UK/GLOBAL - Quantitative strategies are "partly guilty" of market distortion as "sudden de-levering" helped intensify equity market corrections, Barclays Capital has revealed. 

The firm's Equity Gilt Study 2008, which included research on resource scarcity, barriers to portfolio diversification and UK and US asset returns, also analysed whether particular hedge fund styles, such as quantitative strategies, are more vulnerable to crisis or more likely to create market distortion.

Sree Kochugovindan, from Barclays Capital, pointed out despite increasingly volatile financial markets, hedge fund performance produced double-digit returns across all sub sectors; the first time in 10 years returns have been uniformly positive. 

Although the research confirmed the worst performers in 2007 were the more systematic and quantitative styles, such as fixed income arbitrage and managed futures, Kochugovindan claimed historically there was "little evidence" to suggest quant funds were more vulnerable than other styles, and argued there was "no clear evidence to suggest quantitative strategies should be avoided during times of turmoil".

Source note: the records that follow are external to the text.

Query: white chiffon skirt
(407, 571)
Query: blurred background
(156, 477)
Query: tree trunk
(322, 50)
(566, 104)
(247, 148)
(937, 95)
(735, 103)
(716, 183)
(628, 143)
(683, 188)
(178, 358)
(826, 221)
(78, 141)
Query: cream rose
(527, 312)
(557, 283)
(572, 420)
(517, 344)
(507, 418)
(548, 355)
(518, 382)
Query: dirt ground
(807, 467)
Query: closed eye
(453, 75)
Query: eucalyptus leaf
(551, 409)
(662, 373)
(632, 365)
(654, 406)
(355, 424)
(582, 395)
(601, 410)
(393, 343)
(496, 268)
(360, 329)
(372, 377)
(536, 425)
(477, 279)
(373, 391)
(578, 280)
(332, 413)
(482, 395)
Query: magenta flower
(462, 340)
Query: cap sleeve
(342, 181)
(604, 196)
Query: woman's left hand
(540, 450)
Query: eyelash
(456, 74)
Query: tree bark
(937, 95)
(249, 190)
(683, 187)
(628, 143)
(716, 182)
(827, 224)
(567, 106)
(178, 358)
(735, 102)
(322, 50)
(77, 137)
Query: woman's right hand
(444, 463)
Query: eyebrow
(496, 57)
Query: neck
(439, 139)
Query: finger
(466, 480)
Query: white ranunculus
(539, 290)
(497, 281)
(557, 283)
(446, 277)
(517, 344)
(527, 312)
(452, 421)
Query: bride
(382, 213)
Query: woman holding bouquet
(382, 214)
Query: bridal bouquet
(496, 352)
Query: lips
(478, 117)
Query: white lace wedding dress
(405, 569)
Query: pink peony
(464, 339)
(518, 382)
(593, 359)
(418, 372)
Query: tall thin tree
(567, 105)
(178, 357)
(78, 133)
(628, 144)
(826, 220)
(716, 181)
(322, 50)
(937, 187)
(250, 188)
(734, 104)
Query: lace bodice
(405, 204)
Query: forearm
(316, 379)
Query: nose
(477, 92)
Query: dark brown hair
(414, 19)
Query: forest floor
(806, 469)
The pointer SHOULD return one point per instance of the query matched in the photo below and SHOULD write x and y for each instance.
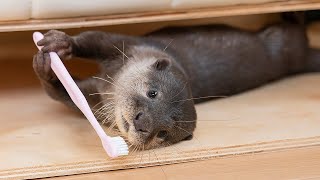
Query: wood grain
(302, 164)
(172, 15)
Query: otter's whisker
(105, 93)
(214, 120)
(204, 97)
(106, 81)
(110, 77)
(196, 139)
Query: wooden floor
(299, 164)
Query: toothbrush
(114, 146)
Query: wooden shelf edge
(147, 17)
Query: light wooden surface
(132, 18)
(302, 164)
(42, 138)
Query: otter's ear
(161, 64)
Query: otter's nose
(141, 124)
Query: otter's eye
(152, 94)
(162, 134)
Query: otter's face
(151, 109)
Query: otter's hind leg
(54, 88)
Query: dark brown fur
(179, 63)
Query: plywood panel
(41, 138)
(171, 15)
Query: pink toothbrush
(114, 146)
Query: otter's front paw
(57, 41)
(42, 67)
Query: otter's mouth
(125, 123)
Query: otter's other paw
(57, 41)
(42, 67)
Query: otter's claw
(57, 41)
(42, 66)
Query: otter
(148, 86)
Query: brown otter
(147, 83)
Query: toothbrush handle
(74, 92)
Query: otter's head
(150, 100)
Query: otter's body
(220, 60)
(152, 77)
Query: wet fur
(194, 62)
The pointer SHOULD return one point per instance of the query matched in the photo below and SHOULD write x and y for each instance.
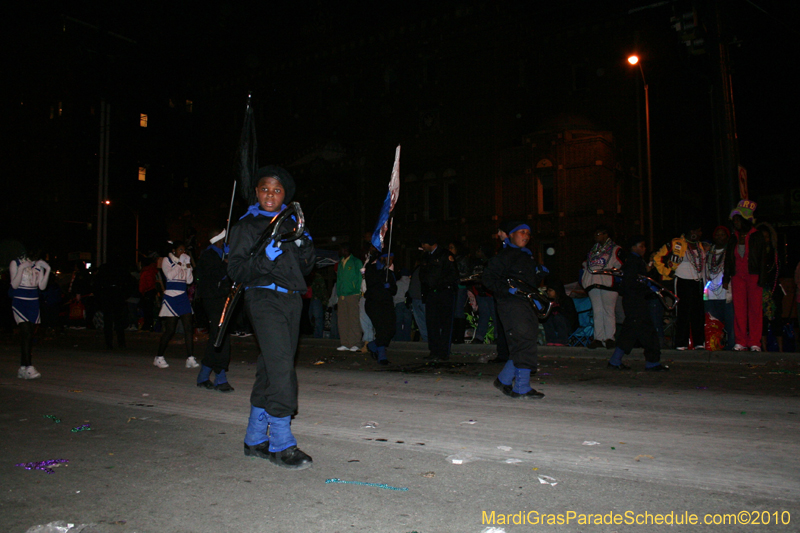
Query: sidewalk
(466, 352)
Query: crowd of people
(728, 295)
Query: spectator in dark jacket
(112, 287)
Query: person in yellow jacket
(683, 259)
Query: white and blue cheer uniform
(179, 276)
(25, 298)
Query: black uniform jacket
(511, 262)
(286, 271)
(376, 279)
(211, 275)
(634, 293)
(438, 271)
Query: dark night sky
(183, 46)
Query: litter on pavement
(547, 480)
(460, 458)
(47, 466)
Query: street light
(634, 60)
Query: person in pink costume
(744, 272)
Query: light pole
(634, 60)
(136, 216)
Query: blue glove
(273, 250)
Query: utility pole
(102, 182)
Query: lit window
(545, 184)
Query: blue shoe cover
(205, 373)
(522, 381)
(280, 433)
(506, 375)
(257, 427)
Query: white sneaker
(28, 372)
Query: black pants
(500, 338)
(115, 317)
(381, 313)
(521, 327)
(439, 320)
(638, 326)
(26, 342)
(216, 358)
(691, 315)
(148, 302)
(275, 318)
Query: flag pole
(235, 181)
(389, 248)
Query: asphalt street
(415, 446)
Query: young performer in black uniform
(638, 324)
(381, 288)
(439, 277)
(274, 282)
(517, 314)
(213, 286)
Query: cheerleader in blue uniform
(29, 275)
(177, 268)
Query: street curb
(686, 356)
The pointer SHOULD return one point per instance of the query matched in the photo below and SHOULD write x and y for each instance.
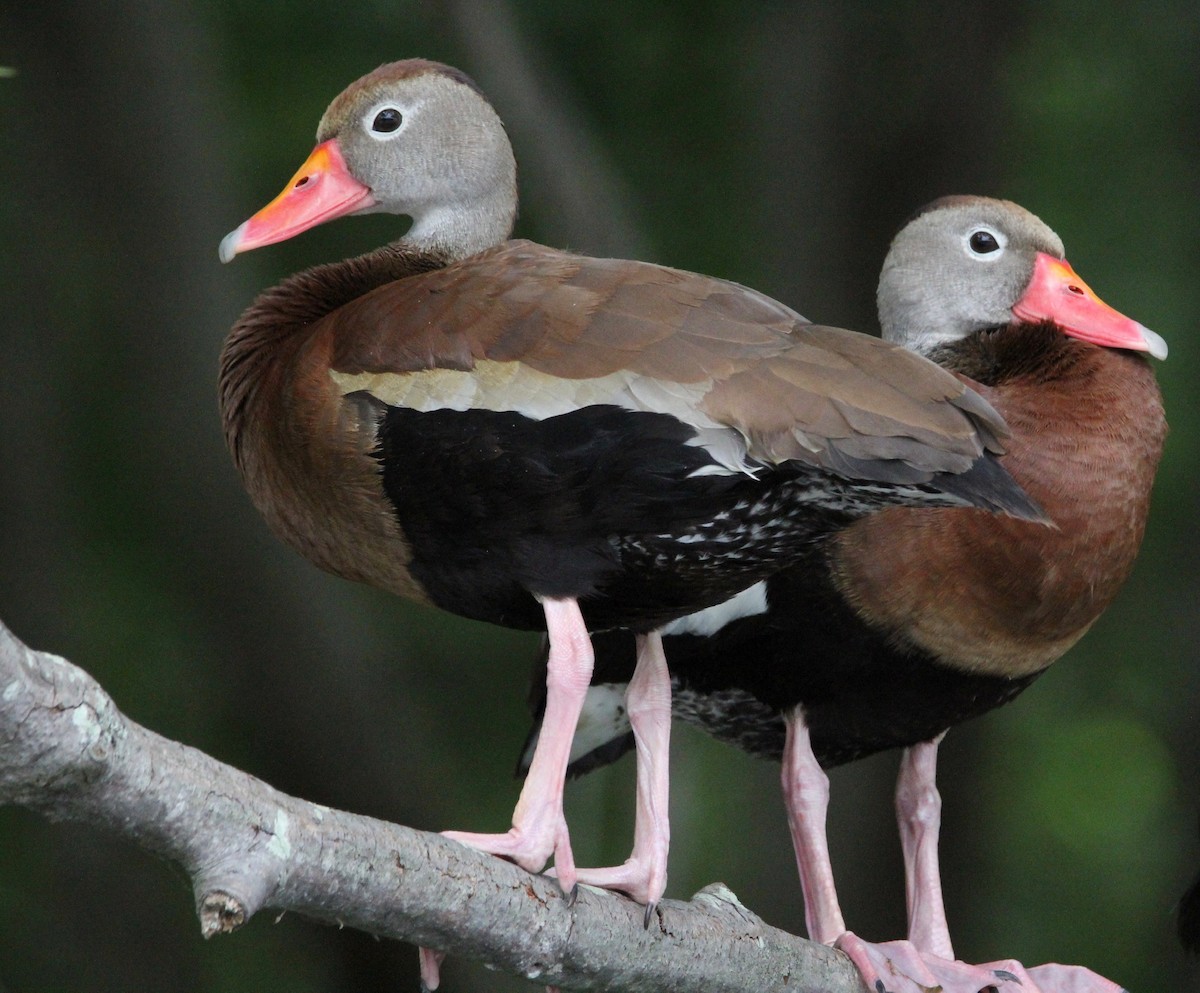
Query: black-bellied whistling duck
(543, 440)
(906, 621)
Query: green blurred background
(775, 144)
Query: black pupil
(984, 242)
(387, 120)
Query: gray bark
(67, 752)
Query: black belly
(862, 691)
(601, 504)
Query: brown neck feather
(263, 344)
(991, 594)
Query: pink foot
(898, 967)
(431, 969)
(529, 846)
(643, 876)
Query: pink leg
(539, 828)
(927, 961)
(431, 969)
(648, 700)
(919, 816)
(807, 795)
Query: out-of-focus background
(775, 144)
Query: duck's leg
(648, 703)
(927, 960)
(539, 828)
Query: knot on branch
(221, 914)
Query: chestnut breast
(993, 595)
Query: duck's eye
(983, 242)
(387, 120)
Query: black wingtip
(1187, 922)
(988, 485)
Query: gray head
(959, 266)
(415, 138)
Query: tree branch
(67, 752)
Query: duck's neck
(261, 349)
(460, 230)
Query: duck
(906, 621)
(551, 441)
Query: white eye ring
(984, 242)
(384, 115)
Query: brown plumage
(905, 621)
(539, 439)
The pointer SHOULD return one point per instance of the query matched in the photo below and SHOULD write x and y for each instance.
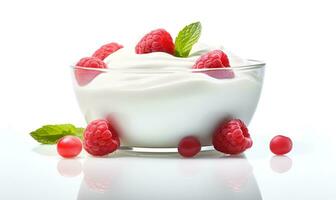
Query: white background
(39, 40)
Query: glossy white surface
(32, 171)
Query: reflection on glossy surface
(281, 164)
(69, 167)
(150, 177)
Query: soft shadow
(281, 164)
(45, 150)
(151, 178)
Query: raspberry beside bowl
(155, 109)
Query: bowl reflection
(213, 177)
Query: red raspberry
(212, 59)
(84, 76)
(106, 50)
(232, 137)
(69, 146)
(281, 145)
(189, 146)
(100, 138)
(158, 40)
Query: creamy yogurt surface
(127, 58)
(154, 109)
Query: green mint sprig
(50, 134)
(186, 38)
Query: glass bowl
(154, 109)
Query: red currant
(69, 146)
(280, 145)
(189, 146)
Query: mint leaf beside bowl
(50, 134)
(186, 38)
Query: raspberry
(281, 145)
(189, 146)
(84, 76)
(69, 146)
(232, 137)
(212, 59)
(158, 40)
(100, 138)
(106, 50)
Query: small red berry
(100, 138)
(281, 145)
(158, 40)
(212, 59)
(106, 50)
(69, 146)
(189, 146)
(84, 76)
(232, 137)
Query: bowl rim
(253, 64)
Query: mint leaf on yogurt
(186, 38)
(50, 134)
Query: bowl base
(155, 150)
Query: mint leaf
(50, 134)
(186, 38)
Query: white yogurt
(158, 109)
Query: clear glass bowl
(156, 109)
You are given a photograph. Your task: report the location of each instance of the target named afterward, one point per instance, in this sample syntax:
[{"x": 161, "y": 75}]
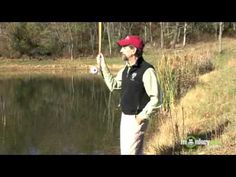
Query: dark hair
[{"x": 138, "y": 52}]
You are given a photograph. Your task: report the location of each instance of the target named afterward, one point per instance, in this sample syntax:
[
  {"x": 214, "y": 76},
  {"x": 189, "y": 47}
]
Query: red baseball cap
[{"x": 133, "y": 40}]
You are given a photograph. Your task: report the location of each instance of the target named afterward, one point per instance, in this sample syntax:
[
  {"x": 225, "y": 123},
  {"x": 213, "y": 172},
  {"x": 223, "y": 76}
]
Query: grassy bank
[{"x": 207, "y": 111}]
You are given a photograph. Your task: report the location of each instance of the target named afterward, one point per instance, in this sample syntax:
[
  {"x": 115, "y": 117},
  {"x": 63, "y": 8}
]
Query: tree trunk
[
  {"x": 162, "y": 34},
  {"x": 150, "y": 31},
  {"x": 108, "y": 35},
  {"x": 173, "y": 42},
  {"x": 185, "y": 30},
  {"x": 71, "y": 42},
  {"x": 145, "y": 32},
  {"x": 216, "y": 30},
  {"x": 220, "y": 36}
]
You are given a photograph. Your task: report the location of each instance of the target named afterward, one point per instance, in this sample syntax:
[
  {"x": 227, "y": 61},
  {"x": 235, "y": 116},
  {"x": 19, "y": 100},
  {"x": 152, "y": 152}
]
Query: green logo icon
[{"x": 191, "y": 142}]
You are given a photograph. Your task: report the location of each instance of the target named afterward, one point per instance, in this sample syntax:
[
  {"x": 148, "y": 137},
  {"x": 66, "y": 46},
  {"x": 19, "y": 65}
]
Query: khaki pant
[{"x": 131, "y": 135}]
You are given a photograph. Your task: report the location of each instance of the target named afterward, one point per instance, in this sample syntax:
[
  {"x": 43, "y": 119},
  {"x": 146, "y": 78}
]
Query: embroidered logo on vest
[{"x": 133, "y": 76}]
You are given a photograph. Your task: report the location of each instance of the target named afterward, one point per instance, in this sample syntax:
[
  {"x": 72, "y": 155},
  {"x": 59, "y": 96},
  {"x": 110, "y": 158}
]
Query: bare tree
[
  {"x": 162, "y": 34},
  {"x": 173, "y": 42},
  {"x": 220, "y": 36},
  {"x": 185, "y": 32},
  {"x": 108, "y": 35},
  {"x": 150, "y": 31}
]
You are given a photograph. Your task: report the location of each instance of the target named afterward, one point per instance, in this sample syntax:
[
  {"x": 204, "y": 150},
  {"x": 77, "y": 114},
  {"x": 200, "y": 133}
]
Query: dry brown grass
[{"x": 208, "y": 110}]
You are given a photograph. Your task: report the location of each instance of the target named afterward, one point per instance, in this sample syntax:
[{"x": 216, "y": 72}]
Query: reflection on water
[{"x": 51, "y": 115}]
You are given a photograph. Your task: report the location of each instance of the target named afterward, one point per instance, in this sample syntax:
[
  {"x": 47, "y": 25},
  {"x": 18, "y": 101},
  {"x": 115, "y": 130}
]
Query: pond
[{"x": 50, "y": 114}]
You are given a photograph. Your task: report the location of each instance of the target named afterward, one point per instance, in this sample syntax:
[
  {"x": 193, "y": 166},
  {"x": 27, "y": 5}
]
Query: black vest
[{"x": 133, "y": 95}]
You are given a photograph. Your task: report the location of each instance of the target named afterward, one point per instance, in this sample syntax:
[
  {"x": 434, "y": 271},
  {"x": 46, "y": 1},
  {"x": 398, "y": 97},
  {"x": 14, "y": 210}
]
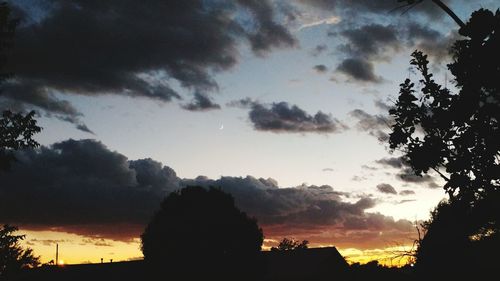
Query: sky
[{"x": 283, "y": 104}]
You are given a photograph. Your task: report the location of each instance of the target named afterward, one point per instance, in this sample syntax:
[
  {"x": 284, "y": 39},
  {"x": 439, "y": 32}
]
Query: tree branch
[{"x": 450, "y": 13}]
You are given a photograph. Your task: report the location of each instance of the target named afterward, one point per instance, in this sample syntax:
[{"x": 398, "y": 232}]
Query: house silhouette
[{"x": 306, "y": 264}]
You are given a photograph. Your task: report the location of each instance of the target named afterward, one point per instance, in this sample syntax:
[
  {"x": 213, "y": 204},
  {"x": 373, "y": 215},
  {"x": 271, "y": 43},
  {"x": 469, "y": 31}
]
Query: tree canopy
[
  {"x": 16, "y": 129},
  {"x": 13, "y": 257},
  {"x": 200, "y": 226},
  {"x": 456, "y": 135},
  {"x": 290, "y": 244}
]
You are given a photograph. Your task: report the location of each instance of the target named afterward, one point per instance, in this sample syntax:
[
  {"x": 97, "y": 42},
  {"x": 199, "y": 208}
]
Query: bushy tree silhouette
[
  {"x": 16, "y": 129},
  {"x": 290, "y": 244},
  {"x": 457, "y": 135},
  {"x": 13, "y": 257},
  {"x": 201, "y": 230}
]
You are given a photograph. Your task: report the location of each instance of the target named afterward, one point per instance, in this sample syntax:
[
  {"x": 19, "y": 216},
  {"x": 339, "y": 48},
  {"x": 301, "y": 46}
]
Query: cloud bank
[{"x": 83, "y": 187}]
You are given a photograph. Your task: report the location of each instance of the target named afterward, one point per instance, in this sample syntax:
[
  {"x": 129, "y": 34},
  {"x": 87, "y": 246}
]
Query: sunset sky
[{"x": 283, "y": 104}]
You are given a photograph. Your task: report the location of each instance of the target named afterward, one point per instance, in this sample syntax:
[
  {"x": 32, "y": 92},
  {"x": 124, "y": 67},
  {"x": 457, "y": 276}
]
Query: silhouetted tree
[
  {"x": 458, "y": 132},
  {"x": 16, "y": 129},
  {"x": 13, "y": 257},
  {"x": 457, "y": 135},
  {"x": 411, "y": 3},
  {"x": 289, "y": 244},
  {"x": 201, "y": 230}
]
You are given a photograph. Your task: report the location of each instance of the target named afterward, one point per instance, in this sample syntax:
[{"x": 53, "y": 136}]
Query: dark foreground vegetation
[{"x": 199, "y": 234}]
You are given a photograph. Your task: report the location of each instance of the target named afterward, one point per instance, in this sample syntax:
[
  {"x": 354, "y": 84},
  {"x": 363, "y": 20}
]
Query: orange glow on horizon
[{"x": 76, "y": 249}]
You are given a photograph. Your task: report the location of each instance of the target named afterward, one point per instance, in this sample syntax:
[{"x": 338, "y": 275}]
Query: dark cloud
[
  {"x": 359, "y": 69},
  {"x": 382, "y": 105},
  {"x": 386, "y": 8},
  {"x": 375, "y": 125},
  {"x": 394, "y": 162},
  {"x": 201, "y": 102},
  {"x": 127, "y": 48},
  {"x": 315, "y": 213},
  {"x": 284, "y": 118},
  {"x": 82, "y": 187},
  {"x": 370, "y": 41},
  {"x": 318, "y": 50},
  {"x": 320, "y": 68},
  {"x": 405, "y": 173},
  {"x": 406, "y": 192},
  {"x": 386, "y": 188},
  {"x": 430, "y": 41},
  {"x": 242, "y": 103}
]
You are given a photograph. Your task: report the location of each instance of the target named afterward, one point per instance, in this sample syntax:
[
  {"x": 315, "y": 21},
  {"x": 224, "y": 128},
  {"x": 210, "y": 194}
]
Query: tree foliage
[
  {"x": 13, "y": 257},
  {"x": 290, "y": 244},
  {"x": 16, "y": 132},
  {"x": 203, "y": 228},
  {"x": 16, "y": 129},
  {"x": 457, "y": 135}
]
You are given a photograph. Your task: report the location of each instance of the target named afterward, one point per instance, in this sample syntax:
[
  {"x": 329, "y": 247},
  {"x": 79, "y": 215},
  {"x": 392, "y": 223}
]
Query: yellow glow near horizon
[{"x": 76, "y": 249}]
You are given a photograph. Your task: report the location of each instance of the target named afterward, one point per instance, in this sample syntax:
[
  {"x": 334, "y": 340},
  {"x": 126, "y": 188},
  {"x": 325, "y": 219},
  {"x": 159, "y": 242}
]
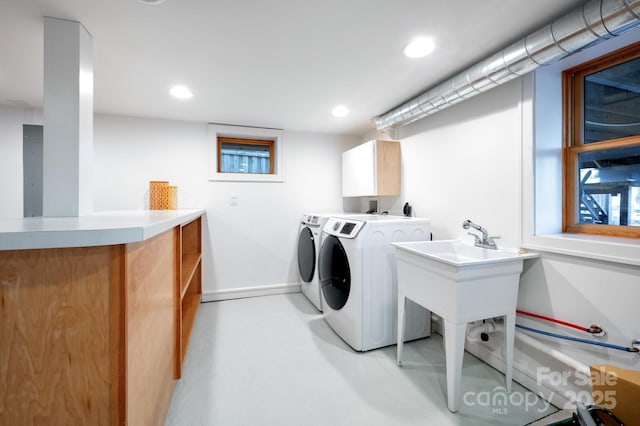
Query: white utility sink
[{"x": 461, "y": 283}]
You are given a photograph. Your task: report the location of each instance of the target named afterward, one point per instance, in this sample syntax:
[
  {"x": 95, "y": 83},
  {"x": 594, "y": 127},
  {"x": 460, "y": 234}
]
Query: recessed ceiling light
[
  {"x": 181, "y": 92},
  {"x": 419, "y": 47},
  {"x": 340, "y": 111}
]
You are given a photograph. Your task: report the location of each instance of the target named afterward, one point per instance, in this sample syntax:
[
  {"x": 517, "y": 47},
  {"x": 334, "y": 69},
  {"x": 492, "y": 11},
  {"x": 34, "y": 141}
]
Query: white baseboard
[{"x": 240, "y": 293}]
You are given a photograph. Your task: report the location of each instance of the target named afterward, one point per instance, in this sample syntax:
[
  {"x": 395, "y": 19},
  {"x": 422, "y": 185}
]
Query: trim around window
[
  {"x": 542, "y": 164},
  {"x": 576, "y": 215},
  {"x": 217, "y": 131}
]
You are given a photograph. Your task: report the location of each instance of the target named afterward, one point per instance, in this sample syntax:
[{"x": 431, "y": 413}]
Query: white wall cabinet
[{"x": 371, "y": 169}]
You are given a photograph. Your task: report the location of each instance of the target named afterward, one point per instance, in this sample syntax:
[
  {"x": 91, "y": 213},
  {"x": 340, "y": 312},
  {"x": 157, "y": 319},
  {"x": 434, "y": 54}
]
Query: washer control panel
[{"x": 344, "y": 228}]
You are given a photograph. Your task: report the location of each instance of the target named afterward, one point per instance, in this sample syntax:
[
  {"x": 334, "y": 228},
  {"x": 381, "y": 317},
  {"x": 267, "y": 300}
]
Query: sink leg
[
  {"x": 454, "y": 335},
  {"x": 510, "y": 330},
  {"x": 400, "y": 334}
]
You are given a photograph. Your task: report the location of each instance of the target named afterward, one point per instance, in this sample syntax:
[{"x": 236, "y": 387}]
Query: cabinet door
[{"x": 359, "y": 171}]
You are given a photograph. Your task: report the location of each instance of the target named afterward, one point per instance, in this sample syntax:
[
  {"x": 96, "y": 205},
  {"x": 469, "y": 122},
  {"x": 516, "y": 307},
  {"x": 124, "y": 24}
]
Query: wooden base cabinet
[{"x": 88, "y": 335}]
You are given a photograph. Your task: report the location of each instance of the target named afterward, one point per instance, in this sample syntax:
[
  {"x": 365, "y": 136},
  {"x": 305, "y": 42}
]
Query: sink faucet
[{"x": 486, "y": 241}]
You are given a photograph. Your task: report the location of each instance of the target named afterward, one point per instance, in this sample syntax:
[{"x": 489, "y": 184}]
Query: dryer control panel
[{"x": 343, "y": 228}]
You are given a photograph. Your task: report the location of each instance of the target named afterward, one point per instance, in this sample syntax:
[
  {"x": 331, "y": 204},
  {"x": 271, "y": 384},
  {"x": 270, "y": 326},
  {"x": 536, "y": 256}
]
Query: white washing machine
[
  {"x": 309, "y": 240},
  {"x": 357, "y": 273}
]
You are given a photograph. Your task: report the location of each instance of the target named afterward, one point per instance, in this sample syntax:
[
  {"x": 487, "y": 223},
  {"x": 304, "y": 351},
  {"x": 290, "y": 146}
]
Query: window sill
[
  {"x": 245, "y": 177},
  {"x": 609, "y": 249}
]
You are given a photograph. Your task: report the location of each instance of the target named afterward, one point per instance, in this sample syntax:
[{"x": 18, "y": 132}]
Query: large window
[{"x": 602, "y": 145}]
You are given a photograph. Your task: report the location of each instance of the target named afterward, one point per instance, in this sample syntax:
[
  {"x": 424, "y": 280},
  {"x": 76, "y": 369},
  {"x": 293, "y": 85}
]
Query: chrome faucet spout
[{"x": 486, "y": 241}]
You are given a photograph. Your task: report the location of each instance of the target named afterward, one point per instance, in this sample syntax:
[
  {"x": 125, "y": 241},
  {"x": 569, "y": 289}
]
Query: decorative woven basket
[
  {"x": 172, "y": 197},
  {"x": 158, "y": 194}
]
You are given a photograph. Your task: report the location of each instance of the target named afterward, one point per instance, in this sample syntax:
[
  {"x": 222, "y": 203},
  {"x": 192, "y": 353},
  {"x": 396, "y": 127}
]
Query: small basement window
[
  {"x": 246, "y": 154},
  {"x": 237, "y": 155}
]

But her research confirmed quant funds, rather than hedge funds, may be "partly guilty of market distortion" and of triggering the second leg of the equity market correction in August.

Kochgovindan pointed out the credit market seizure fuelled the first stage of the equity market correction in July, but admitted a "domino effect' was created in August when a few large funds unwound positions triggering "sell signals" across a range of similar quant models.

The report added: "Although quant strategies may not initiate the correction, sudden de-levering by these funds seems to intensify the financial crisis."

In addition, the research included findings from Barclays Global Investors (BGI) about four "demons of illusion" which limit both the potential for returns and the risk control benefits of diversification.

Lindsay Tomlinson, vice-chairman of BGI Europe, warned in pension funds portfolio managers have tended to concentrate on the "riskiness" of the assets rather than the liabilities, and further argued in UK pension funding there appears to have been a "mismatch" of assets and liabilities as since January 2002 the FTSE All-Share has started to improved in value, yet the liabilities of pension schemes have increased just as fast. 

He claimed by ignoring the liabilities managers are ignoring the most volatile part of the portfolio, and to combat this suggested pension funds should be "explicitly hedging liabilities" and possibly incorporating them into the benchmark or at least to start thinking of liabilities as part of a core neutral portfolio when they are dealing with asset allocation.

In addition, BGI highlighted three other "demons":

too much focus on capital allocation rather than risk allocation, which can impact diversification benefits; too much focus on asset class rather than "underlying systematic risks", such as interest rates and economic growth, and the need to understand the difference between implicit and explicit leverage.

Research claimed the investment community has become scared of heavily or explicitly-leveraged investments, such as hedge funds, yet it invests in securities which have embedded, or implicit, leverage without noticing, as it revealed in 2007 the S&P 500 carried $0.88 (€0.60) of debt for every dollar of equity.

Additional figures from the research relating to the 2007 asset returns in the UK and US revealed cash was the best performing UK asset with a return of 1.8% after inflation, while equities achieved just 1% compared to 1.2% for gilts. 

Findings revealed equity and corporate bond performance was damaged by the credit squeeze, as corporate bonds returned -6%, while government bonds were weakened by rising monetary policy in the second half of the year.